I would like to suggest a few movies I have enjoyed that don't fit the Bollywood stereotypes and might help provide a bridge for others.

The first, "Dor" was brought to my attention by @bollywoodfanmia who is a non Indian living in Oregon. There is music in it, but not the dance sequences you saw while channel surfing. Actually there is a short snippet of dance, but it is similar to someone singing in the shower and really adds to the story (a pleasant memory leading to guilt feelings). The story is based on two women (the romance is dispensed with at the beginning). They come from different parts of India, of different religious backgrounds and have a conflict that only one of them is conscious of for most of the movie. More importantly they share a woman's perspective in a world not fair to women. The drama makes a point including that things may be changing and that human spirit can overcome all sorts of obstacles. Coincidently shortly after viewing this I came across another movie by the same writer/director, Nagesh Kukunoor and enjoyed it, but wish to discuss it in another blog. I am turned on by the director/writer and have reserved a third movie at the library. Learned of a most recent effort that will soon be ready. Not a prolific writer/director with the big budgets, but with a message for the world.

Another movie I would suggest has a familiar story to it, but with a twist. Many of you may have seen the movie, "The Miracle Worker", the story of Helen Keller. An Indian producer took the story and put a twist on it and called it "Black" as that is how the heroine knows the world. This version is mostly in English with a few subtitles that will make it easier to identify with. The two main actors, Rani Mukerji and Amitabh Bachchan are each very good (if you see them in other more typical Bollywood movies you will be amazed at their versatility). Music plays a role, but more background. In some places it is certainly melodramatic and creates a mood that resonates with the dramatic message. One scene uses music in an unexpected way. Blind and deaf the heroinne lets us know she feels music and that is uplifting. The movie illustrates the strength of the human spirit.

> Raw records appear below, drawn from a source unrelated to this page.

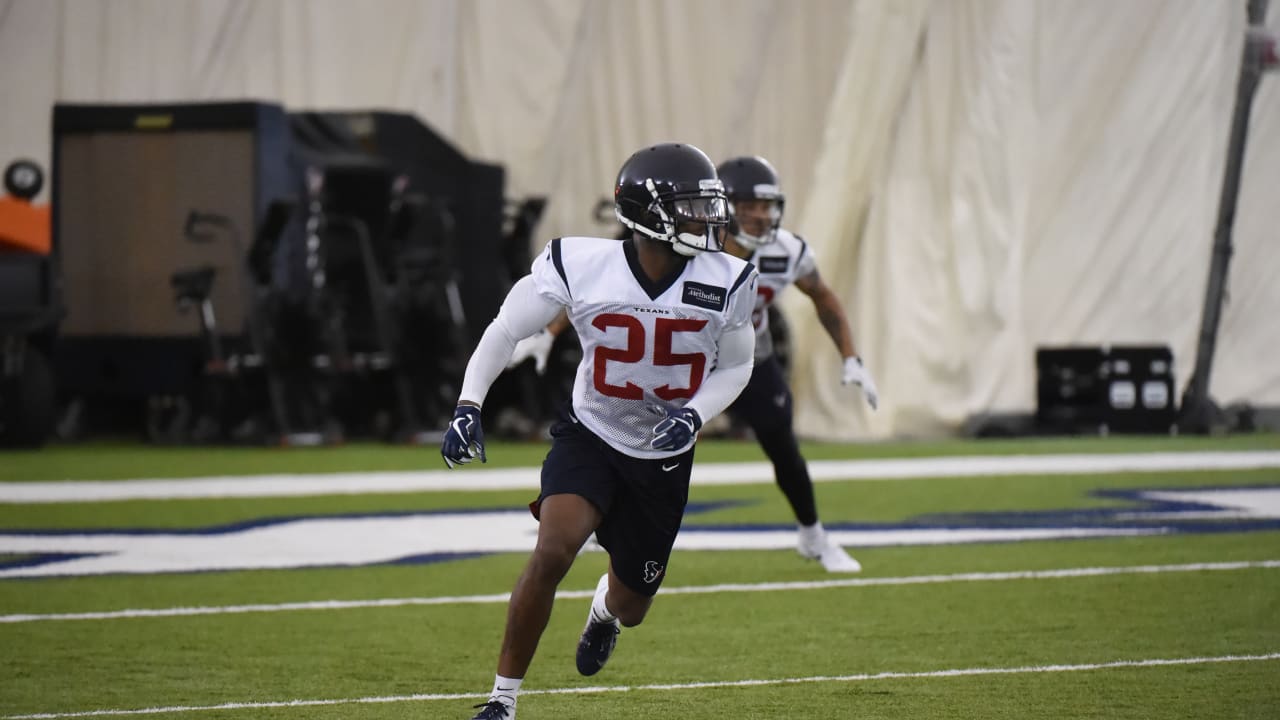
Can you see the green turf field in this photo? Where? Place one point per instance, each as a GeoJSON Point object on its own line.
{"type": "Point", "coordinates": [1176, 623]}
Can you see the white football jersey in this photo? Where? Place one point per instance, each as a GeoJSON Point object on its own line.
{"type": "Point", "coordinates": [780, 264]}
{"type": "Point", "coordinates": [647, 346]}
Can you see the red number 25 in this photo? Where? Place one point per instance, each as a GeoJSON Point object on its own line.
{"type": "Point", "coordinates": [635, 352]}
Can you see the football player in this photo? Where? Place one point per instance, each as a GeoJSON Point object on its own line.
{"type": "Point", "coordinates": [664, 320]}
{"type": "Point", "coordinates": [755, 233]}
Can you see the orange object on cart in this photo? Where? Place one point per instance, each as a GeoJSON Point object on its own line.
{"type": "Point", "coordinates": [24, 226]}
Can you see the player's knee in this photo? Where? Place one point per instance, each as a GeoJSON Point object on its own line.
{"type": "Point", "coordinates": [631, 614]}
{"type": "Point", "coordinates": [552, 560]}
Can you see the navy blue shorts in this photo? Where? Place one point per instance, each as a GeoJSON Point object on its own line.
{"type": "Point", "coordinates": [643, 501]}
{"type": "Point", "coordinates": [766, 401]}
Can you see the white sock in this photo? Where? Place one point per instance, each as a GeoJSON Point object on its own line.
{"type": "Point", "coordinates": [504, 689]}
{"type": "Point", "coordinates": [599, 613]}
{"type": "Point", "coordinates": [812, 534]}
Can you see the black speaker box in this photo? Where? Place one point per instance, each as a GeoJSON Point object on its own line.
{"type": "Point", "coordinates": [1105, 388]}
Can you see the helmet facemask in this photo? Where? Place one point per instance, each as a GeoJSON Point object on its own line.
{"type": "Point", "coordinates": [753, 242]}
{"type": "Point", "coordinates": [705, 206]}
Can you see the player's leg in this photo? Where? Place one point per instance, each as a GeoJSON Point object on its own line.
{"type": "Point", "coordinates": [766, 405]}
{"type": "Point", "coordinates": [639, 542]}
{"type": "Point", "coordinates": [566, 522]}
{"type": "Point", "coordinates": [576, 484]}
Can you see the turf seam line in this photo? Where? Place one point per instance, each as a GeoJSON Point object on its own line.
{"type": "Point", "coordinates": [690, 589]}
{"type": "Point", "coordinates": [858, 678]}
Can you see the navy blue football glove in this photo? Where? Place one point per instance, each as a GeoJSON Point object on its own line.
{"type": "Point", "coordinates": [676, 429]}
{"type": "Point", "coordinates": [464, 440]}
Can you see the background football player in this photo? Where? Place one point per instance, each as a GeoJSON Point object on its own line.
{"type": "Point", "coordinates": [782, 259]}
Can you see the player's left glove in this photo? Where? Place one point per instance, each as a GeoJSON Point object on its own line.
{"type": "Point", "coordinates": [676, 429]}
{"type": "Point", "coordinates": [464, 440]}
{"type": "Point", "coordinates": [856, 374]}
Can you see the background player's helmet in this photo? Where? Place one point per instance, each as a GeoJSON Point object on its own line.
{"type": "Point", "coordinates": [753, 178]}
{"type": "Point", "coordinates": [663, 186]}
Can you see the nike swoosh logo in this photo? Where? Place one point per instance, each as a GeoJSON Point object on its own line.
{"type": "Point", "coordinates": [457, 425]}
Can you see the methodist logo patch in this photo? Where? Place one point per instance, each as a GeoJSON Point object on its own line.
{"type": "Point", "coordinates": [772, 265]}
{"type": "Point", "coordinates": [704, 296]}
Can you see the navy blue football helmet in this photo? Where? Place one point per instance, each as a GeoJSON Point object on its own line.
{"type": "Point", "coordinates": [753, 178]}
{"type": "Point", "coordinates": [666, 186]}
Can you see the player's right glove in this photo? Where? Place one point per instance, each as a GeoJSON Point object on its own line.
{"type": "Point", "coordinates": [464, 440]}
{"type": "Point", "coordinates": [536, 346]}
{"type": "Point", "coordinates": [676, 429]}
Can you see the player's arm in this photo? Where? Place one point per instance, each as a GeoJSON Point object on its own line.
{"type": "Point", "coordinates": [734, 363]}
{"type": "Point", "coordinates": [522, 313]}
{"type": "Point", "coordinates": [831, 314]}
{"type": "Point", "coordinates": [830, 310]}
{"type": "Point", "coordinates": [539, 345]}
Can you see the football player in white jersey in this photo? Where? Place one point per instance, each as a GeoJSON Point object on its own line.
{"type": "Point", "coordinates": [664, 320]}
{"type": "Point", "coordinates": [782, 259]}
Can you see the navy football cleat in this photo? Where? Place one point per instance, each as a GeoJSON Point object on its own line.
{"type": "Point", "coordinates": [494, 710]}
{"type": "Point", "coordinates": [595, 646]}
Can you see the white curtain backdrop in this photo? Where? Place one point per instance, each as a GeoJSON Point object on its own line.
{"type": "Point", "coordinates": [978, 177]}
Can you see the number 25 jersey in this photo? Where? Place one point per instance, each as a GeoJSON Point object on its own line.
{"type": "Point", "coordinates": [647, 346]}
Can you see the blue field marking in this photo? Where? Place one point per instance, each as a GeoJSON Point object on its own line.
{"type": "Point", "coordinates": [405, 537]}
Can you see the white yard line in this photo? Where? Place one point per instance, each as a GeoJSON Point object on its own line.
{"type": "Point", "coordinates": [704, 474]}
{"type": "Point", "coordinates": [691, 589]}
{"type": "Point", "coordinates": [858, 678]}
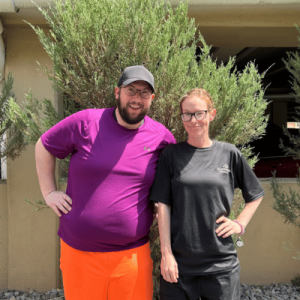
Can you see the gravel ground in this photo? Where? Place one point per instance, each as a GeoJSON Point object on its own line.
{"type": "Point", "coordinates": [273, 291]}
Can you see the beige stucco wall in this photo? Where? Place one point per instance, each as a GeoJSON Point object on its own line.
{"type": "Point", "coordinates": [264, 258]}
{"type": "Point", "coordinates": [32, 240]}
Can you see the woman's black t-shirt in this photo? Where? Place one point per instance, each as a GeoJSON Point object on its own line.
{"type": "Point", "coordinates": [199, 184]}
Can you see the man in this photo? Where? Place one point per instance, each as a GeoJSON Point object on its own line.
{"type": "Point", "coordinates": [105, 215]}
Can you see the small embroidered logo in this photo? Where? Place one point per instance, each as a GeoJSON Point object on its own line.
{"type": "Point", "coordinates": [224, 169]}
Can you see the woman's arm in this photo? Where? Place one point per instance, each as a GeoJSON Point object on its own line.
{"type": "Point", "coordinates": [228, 227]}
{"type": "Point", "coordinates": [168, 266]}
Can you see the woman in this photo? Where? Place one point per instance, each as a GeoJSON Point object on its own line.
{"type": "Point", "coordinates": [194, 188]}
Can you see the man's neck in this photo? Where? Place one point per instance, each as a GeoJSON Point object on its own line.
{"type": "Point", "coordinates": [120, 121]}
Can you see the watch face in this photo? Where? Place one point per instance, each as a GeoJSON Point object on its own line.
{"type": "Point", "coordinates": [239, 243]}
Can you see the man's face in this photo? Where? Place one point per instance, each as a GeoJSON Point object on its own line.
{"type": "Point", "coordinates": [133, 109]}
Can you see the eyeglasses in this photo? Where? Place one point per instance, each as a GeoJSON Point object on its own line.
{"type": "Point", "coordinates": [130, 91]}
{"type": "Point", "coordinates": [199, 115]}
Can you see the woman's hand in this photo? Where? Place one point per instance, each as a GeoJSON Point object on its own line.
{"type": "Point", "coordinates": [59, 202]}
{"type": "Point", "coordinates": [227, 228]}
{"type": "Point", "coordinates": [169, 268]}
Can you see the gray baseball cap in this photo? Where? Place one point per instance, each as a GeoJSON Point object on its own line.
{"type": "Point", "coordinates": [135, 73]}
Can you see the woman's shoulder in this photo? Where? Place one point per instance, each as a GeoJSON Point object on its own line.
{"type": "Point", "coordinates": [227, 147]}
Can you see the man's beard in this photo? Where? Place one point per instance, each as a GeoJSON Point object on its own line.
{"type": "Point", "coordinates": [126, 116]}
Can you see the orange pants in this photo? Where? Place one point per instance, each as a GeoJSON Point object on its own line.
{"type": "Point", "coordinates": [125, 275]}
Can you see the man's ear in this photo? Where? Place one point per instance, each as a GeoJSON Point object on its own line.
{"type": "Point", "coordinates": [117, 92]}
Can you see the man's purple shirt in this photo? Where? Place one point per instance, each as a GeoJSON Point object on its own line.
{"type": "Point", "coordinates": [110, 175]}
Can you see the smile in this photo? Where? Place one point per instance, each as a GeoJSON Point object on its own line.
{"type": "Point", "coordinates": [134, 106]}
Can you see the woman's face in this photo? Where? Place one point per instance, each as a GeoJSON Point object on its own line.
{"type": "Point", "coordinates": [196, 127]}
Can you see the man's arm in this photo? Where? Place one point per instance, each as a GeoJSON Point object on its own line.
{"type": "Point", "coordinates": [168, 266]}
{"type": "Point", "coordinates": [45, 167]}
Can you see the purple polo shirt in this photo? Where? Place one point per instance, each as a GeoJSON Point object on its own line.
{"type": "Point", "coordinates": [110, 175]}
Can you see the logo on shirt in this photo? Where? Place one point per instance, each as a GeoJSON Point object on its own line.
{"type": "Point", "coordinates": [224, 169]}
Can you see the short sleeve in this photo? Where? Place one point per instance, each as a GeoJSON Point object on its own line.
{"type": "Point", "coordinates": [246, 180]}
{"type": "Point", "coordinates": [161, 189]}
{"type": "Point", "coordinates": [61, 139]}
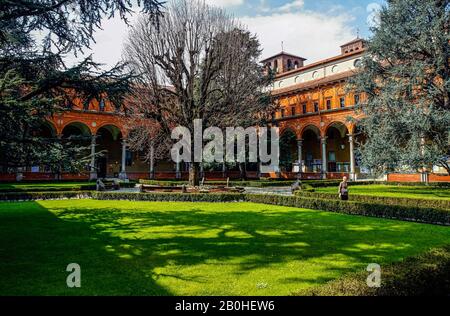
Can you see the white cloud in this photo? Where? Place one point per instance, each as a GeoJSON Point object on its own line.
{"type": "Point", "coordinates": [225, 3]}
{"type": "Point", "coordinates": [294, 5]}
{"type": "Point", "coordinates": [311, 35]}
{"type": "Point", "coordinates": [107, 49]}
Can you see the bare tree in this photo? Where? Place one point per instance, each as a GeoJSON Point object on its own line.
{"type": "Point", "coordinates": [197, 63]}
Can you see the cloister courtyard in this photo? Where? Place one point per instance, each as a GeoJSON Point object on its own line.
{"type": "Point", "coordinates": [222, 248]}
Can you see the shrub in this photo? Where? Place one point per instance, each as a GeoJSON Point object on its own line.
{"type": "Point", "coordinates": [31, 196]}
{"type": "Point", "coordinates": [406, 213]}
{"type": "Point", "coordinates": [255, 184]}
{"type": "Point", "coordinates": [169, 197]}
{"type": "Point", "coordinates": [400, 212]}
{"type": "Point", "coordinates": [438, 204]}
{"type": "Point", "coordinates": [424, 275]}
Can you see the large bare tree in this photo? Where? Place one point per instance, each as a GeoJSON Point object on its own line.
{"type": "Point", "coordinates": [197, 63]}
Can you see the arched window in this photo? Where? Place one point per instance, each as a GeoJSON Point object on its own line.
{"type": "Point", "coordinates": [102, 105]}
{"type": "Point", "coordinates": [289, 64]}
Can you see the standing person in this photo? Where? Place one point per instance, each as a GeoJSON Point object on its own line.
{"type": "Point", "coordinates": [343, 189]}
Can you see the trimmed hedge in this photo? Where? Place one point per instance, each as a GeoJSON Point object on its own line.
{"type": "Point", "coordinates": [255, 184]}
{"type": "Point", "coordinates": [55, 188]}
{"type": "Point", "coordinates": [399, 212]}
{"type": "Point", "coordinates": [440, 204]}
{"type": "Point", "coordinates": [170, 197]}
{"type": "Point", "coordinates": [425, 275]}
{"type": "Point", "coordinates": [32, 196]}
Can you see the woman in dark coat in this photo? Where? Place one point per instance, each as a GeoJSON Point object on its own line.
{"type": "Point", "coordinates": [343, 190]}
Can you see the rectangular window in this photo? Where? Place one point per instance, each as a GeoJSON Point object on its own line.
{"type": "Point", "coordinates": [316, 106]}
{"type": "Point", "coordinates": [102, 105]}
{"type": "Point", "coordinates": [304, 108]}
{"type": "Point", "coordinates": [342, 102]}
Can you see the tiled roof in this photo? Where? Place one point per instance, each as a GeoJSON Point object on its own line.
{"type": "Point", "coordinates": [314, 83]}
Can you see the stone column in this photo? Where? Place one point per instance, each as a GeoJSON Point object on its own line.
{"type": "Point", "coordinates": [202, 171]}
{"type": "Point", "coordinates": [300, 154]}
{"type": "Point", "coordinates": [423, 172]}
{"type": "Point", "coordinates": [123, 169]}
{"type": "Point", "coordinates": [351, 140]}
{"type": "Point", "coordinates": [324, 157]}
{"type": "Point", "coordinates": [178, 168]}
{"type": "Point", "coordinates": [152, 162]}
{"type": "Point", "coordinates": [224, 169]}
{"type": "Point", "coordinates": [93, 172]}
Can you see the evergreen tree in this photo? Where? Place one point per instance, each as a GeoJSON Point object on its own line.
{"type": "Point", "coordinates": [406, 77]}
{"type": "Point", "coordinates": [35, 36]}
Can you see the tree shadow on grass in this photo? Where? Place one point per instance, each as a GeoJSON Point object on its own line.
{"type": "Point", "coordinates": [168, 244]}
{"type": "Point", "coordinates": [129, 251]}
{"type": "Point", "coordinates": [36, 247]}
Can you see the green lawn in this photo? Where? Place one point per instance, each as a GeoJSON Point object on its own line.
{"type": "Point", "coordinates": [24, 186]}
{"type": "Point", "coordinates": [157, 248]}
{"type": "Point", "coordinates": [413, 192]}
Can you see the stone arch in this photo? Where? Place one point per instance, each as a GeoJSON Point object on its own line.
{"type": "Point", "coordinates": [342, 127]}
{"type": "Point", "coordinates": [109, 148]}
{"type": "Point", "coordinates": [82, 128]}
{"type": "Point", "coordinates": [337, 148]}
{"type": "Point", "coordinates": [311, 149]}
{"type": "Point", "coordinates": [115, 131]}
{"type": "Point", "coordinates": [310, 127]}
{"type": "Point", "coordinates": [288, 149]}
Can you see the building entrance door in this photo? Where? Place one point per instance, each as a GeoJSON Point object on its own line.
{"type": "Point", "coordinates": [102, 167]}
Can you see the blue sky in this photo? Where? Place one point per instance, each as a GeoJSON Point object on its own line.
{"type": "Point", "coordinates": [357, 8]}
{"type": "Point", "coordinates": [313, 29]}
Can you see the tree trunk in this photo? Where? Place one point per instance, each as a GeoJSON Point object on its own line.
{"type": "Point", "coordinates": [194, 177]}
{"type": "Point", "coordinates": [243, 171]}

"Road, Movie" will give you a different concept of India. We see India as mostly big poor cities (with rich enclaves) or villages based on agriculture or mountainous regions. This movie takes us through a desert. The movie shows a maturing process. The hero played by Abhay Deol is a youth unhappy with his lot in life (does that some familiar?). He grabs an opportunity to drive an old truck through the desert to the ocean where his family can get some compensation and he can get some boredom relief. Along the way he picks up some unusual company that affects his view of life. A young boy, an older man with mechanical talent and a younger gypsy woman. They discover an old film projector and some movies. As one character says, movies have the ability to take away "life's pains" at least temporarily. You see some clips that you might recognize as early Bollywood successes. There was also what I thought was an American or European silent comedy clip. Indeed you see an outdoor audience laughing and enjoying the entertainment. You also see a change in the hero's outlook.  Two actors that usually play character roles were Satish Kaushik and Tannishtha Chatterjee.

I am as guilty as anyone of stereotyping. When dealing with "weird" outsiders it allows us to comfort ourselves with our superiority and an excuse not to waste time trying to understand things that just aren't worth the effort. I have come to enjoy some of what might be considered Bollywood stereotypes, but appreciate even more that there is a diversity with much of value to anyone willing to make the effort to explore.